Prescrire un arrêt de travail à une personne à son compte, c'est souvent prescrire une perte de revenu immédiate et parfois la perte d'un client. La conséquence est connue : le travail se poursuit malade, les examens se reportent, une intervention se repousse de trimestre en trimestre, et les symptômes se gèrent par automédication. S'y ajoutent deux éléments spécifiques. Le premier est que ces personnes ne bénéficient d'aucun suivi de santé au travail : aucun examen systématique ne viendra repérer ce qui n'est pas dit. Le second est la charge administrative que la maladie ajoute, à un moment où elle est le plus difficile à assumer.
Comment est-il calculé ?
La pathologie aiguë traitée en continuant à travailler et la perte de revenu rendant l'arrêt impossible basculent vers l'action immédiate. Les droits et la couverture non connus, l'absence de remplacement envisagée, le report répété d'examens ou d'intervention, les symptômes gérés par automédication et l'absence de tout suivi de santé au travail élèvent le total. Une situation anticipée avec des droits connus diminue le total.
Interprétation
- Situation anticipée
Situation anticipée et droits vérifiés. Programmer les EXAMENS différés à une date précise, sinon ils reculent d'eux-mêmes.
- Alléger l’administratif
Charge administrative ajoutée à la maladie. Elle arrive au pire MOMENT et décourage les démarches les plus utiles.
- Connaître les droits
Droits inconnus, aucun remplacement, examens reportés, automédication ou absence de suivi. Vérifier les DROITS change parfois la décision.
- Action immédiate
Pathologie aiguë traitée en travaillant, ou arrêt rendu impossible par la perte de revenu. Le REVENU décide à la place du soin.
Quand l’utiliser ?
Chaque fois qu'un arrêt de travail est envisagé chez une personne à son compte, et lors des consultations de suivi.
Limites
- L'arrêt de travail se traduit par une perte de REVENU immédiate : le prescrire sans en parler revient à le rendre inapplicable.

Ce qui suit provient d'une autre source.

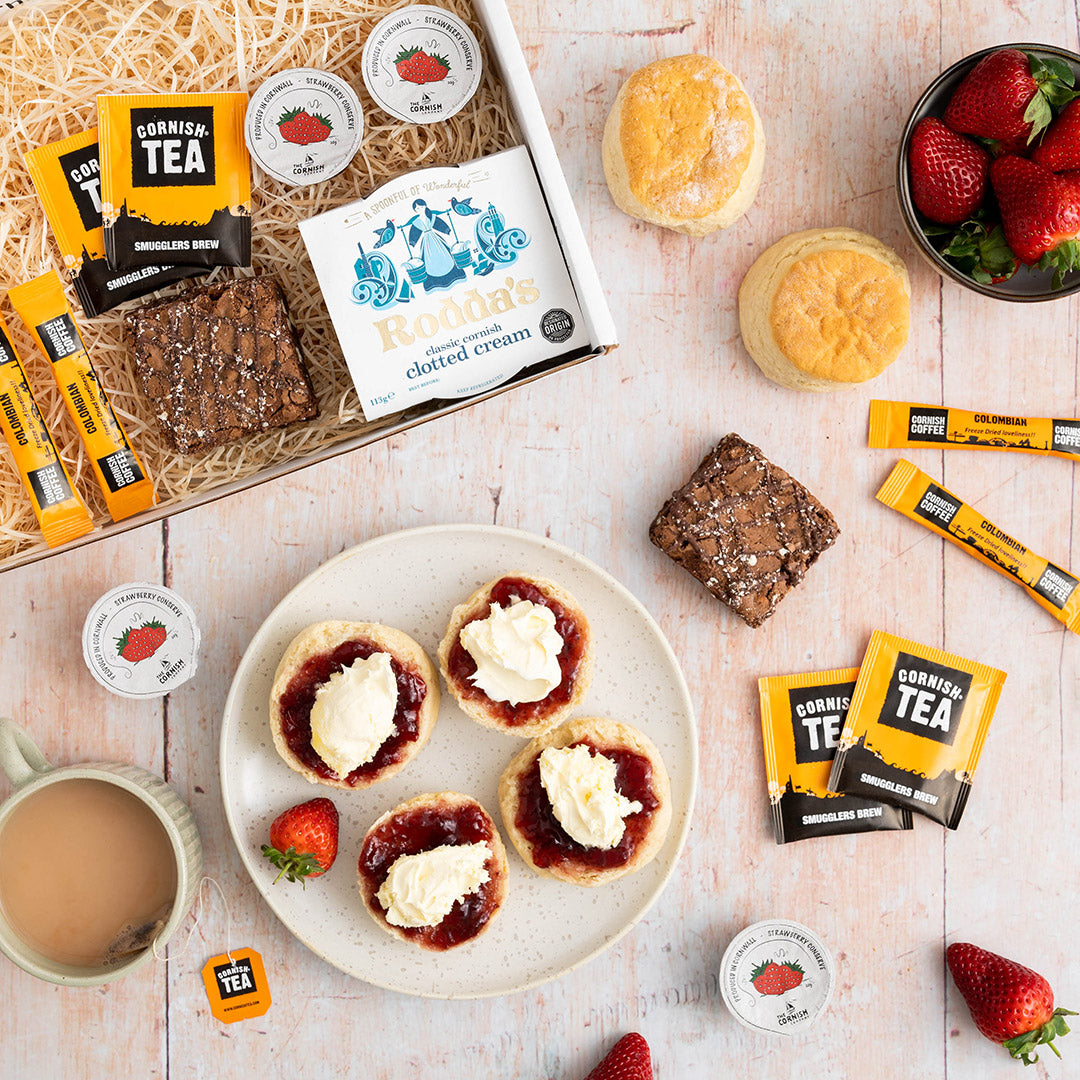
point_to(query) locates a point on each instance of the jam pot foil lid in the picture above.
(777, 976)
(140, 640)
(304, 125)
(421, 64)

- Ces personnes n'ont aucun SUIVI de santé au travail : aucun examen systématique ne viendra repérer ce qui n'a pas été dit en consultation.
- Les DROITS et la couverture sont mal connus, y compris de la personne elle-même : la vérification change parfois complètement la décision.
- Un examen ou une intervention REPORTÉS de trimestre en trimestre finissent par ne plus l'être : ce report se date et se suit.
- La CHARGE administrative que la maladie ajoute arrive au moment où elle est la plus difficile à assumer, et décourage les démarches utiles.
- Cet outil ne dit aucun droit, ne remplace aucune démarche et n'évalue ni l'aptitude ni la nécessité d'un arrêt.
Questions fréquentes
- Faut-il renoncer à prescrire un arrêt ?
- Non, mais en parler : ce qu'il coûte, ce que couvrent les droits réels, et ce qui peut être organisé. Un arrêt non discuté n'est simplement pas pris.
- Pourquoi dater les examens reportés ?
- Parce qu'un report sans date se renouvelle indéfiniment. Fixer une date, même lointaine, est ce qui empêche le report de devenir un abandon.
Références
- Aronsson G, Gustafsson K, Dallner M. Sick but yet at work. An empirical study of sickness presenteeism. Journal of Epidemiology and Community Health. 2000.
- Kivimäki M, Head J, Ferrie JE, et al.. Working while ill as a risk factor for serious coronary events: the Whitehall II study. American Journal of Public Health. 2005.